Goldman uses knowledge to mean chiefly the distinguishing of the truth of believed propositions from alternative propositions that are deemed relevant, so he is not dissuaded by the extra step in his epistemic process of telling relevant from idle.
Goldman himself has declared that his first causal theory cannot account for barn-type examples, and this theory that weights the validity of the causal process that produces a proposition is too closely related to be removed from that possibility.
Consider Hirsch's wording of Goldman's hypothesis. “[S knows that p if] For any q that is a “relevant alternative” to p, if q would have been the case instead of p, then either S would not have believed p, or S's belief that p would have resulted from a causal process different from the one that actually occurred.”
In the barn example, S knows that p is a barn since if it had actually been a barn facade, S's belief would have resulted from a flawed perceptual process (according to Goldman). But Goldman misses that the process of causality is immaterial; S is believing the evidence of her senses, and this evidence has no causal connection with the truth of the barn.
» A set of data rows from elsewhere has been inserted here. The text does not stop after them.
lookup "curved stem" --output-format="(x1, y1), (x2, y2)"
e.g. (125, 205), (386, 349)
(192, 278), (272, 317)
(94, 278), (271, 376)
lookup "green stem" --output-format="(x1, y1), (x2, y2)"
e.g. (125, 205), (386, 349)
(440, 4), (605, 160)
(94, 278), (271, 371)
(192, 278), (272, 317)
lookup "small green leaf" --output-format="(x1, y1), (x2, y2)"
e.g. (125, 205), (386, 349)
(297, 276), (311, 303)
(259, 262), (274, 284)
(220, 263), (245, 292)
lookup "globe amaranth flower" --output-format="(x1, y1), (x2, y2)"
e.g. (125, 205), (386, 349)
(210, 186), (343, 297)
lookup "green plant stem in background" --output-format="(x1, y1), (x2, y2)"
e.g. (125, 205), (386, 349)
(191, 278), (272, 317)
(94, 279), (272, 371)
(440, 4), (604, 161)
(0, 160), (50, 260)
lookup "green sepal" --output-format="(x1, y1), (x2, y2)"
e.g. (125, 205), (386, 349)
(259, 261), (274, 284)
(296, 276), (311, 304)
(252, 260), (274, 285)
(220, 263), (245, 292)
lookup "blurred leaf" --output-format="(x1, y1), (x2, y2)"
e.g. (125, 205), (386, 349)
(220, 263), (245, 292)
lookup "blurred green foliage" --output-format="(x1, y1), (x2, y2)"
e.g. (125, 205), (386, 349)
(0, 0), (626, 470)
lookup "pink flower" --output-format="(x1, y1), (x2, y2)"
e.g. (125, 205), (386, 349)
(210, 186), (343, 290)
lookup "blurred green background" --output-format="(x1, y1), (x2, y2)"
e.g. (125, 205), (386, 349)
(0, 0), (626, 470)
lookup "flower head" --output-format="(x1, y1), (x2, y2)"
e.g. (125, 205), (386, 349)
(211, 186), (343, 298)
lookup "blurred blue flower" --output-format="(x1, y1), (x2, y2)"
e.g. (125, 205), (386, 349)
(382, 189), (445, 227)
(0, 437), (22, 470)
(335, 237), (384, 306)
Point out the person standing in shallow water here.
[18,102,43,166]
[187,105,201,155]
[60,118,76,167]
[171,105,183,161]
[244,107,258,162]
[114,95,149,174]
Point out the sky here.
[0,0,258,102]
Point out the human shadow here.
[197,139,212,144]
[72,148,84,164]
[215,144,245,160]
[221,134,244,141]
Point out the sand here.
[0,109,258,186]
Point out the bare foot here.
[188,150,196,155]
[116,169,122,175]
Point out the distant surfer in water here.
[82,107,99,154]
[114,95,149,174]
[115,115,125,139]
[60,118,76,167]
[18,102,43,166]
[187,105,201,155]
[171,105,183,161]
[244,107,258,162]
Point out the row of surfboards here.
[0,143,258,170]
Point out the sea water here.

The cases of deception, like the barns and coins examples, prove to be significant since they both begin the epistemic process as a less-than-perfect-information game. Intuition demands that S knows there is a barn because if no attempt had been made to hoodwink S, S's proposition would have been true. If S had been aware that there was a possibility of encountering a facade, S would not have held the belief (in the epistemological sense) “there is a barn”. Notice that an intuitive assessment of this case does not need to resort to causal language; regardless of the object in front of the car, S's beliefs will always been formed (or “caused by”, if one wishes) by evidence (including memory).
A similar situation exists in the case of two people in S's office: A, who secretly owns a Ford, and B, who does not own a Ford but presents a body of evidence M that he does. Let P be the proposition “a person in S's office owns a Ford.” By definition, S does not know the truth and by intuition, S does not know P. But note that only M has any causal power; if A was not there, or if B was not there and A had presented his evidence under an assumed name, or if A did not own a Ford, S's belief would be identical and his knowledge would still total zero.
Goldman's argument makes the bold move of transferring the determining factor of knowledge to an external source, namely, "likelihood" or "the context". Such a shift in paradigm clearly runs counter to intuitions about knowledge. Beyond the initial truth of the proposition, one feels that the epistemic burden should lie internally, whether from simple arrogance or a genuine desire to define knowledge as a uniquely human (or perhaps just biological) capacity. Tracing causality vectors proves too problematic in cases of subterfuge, and so we may take these cases as counterexamples to any non-evidential external-causal theories of knowledge.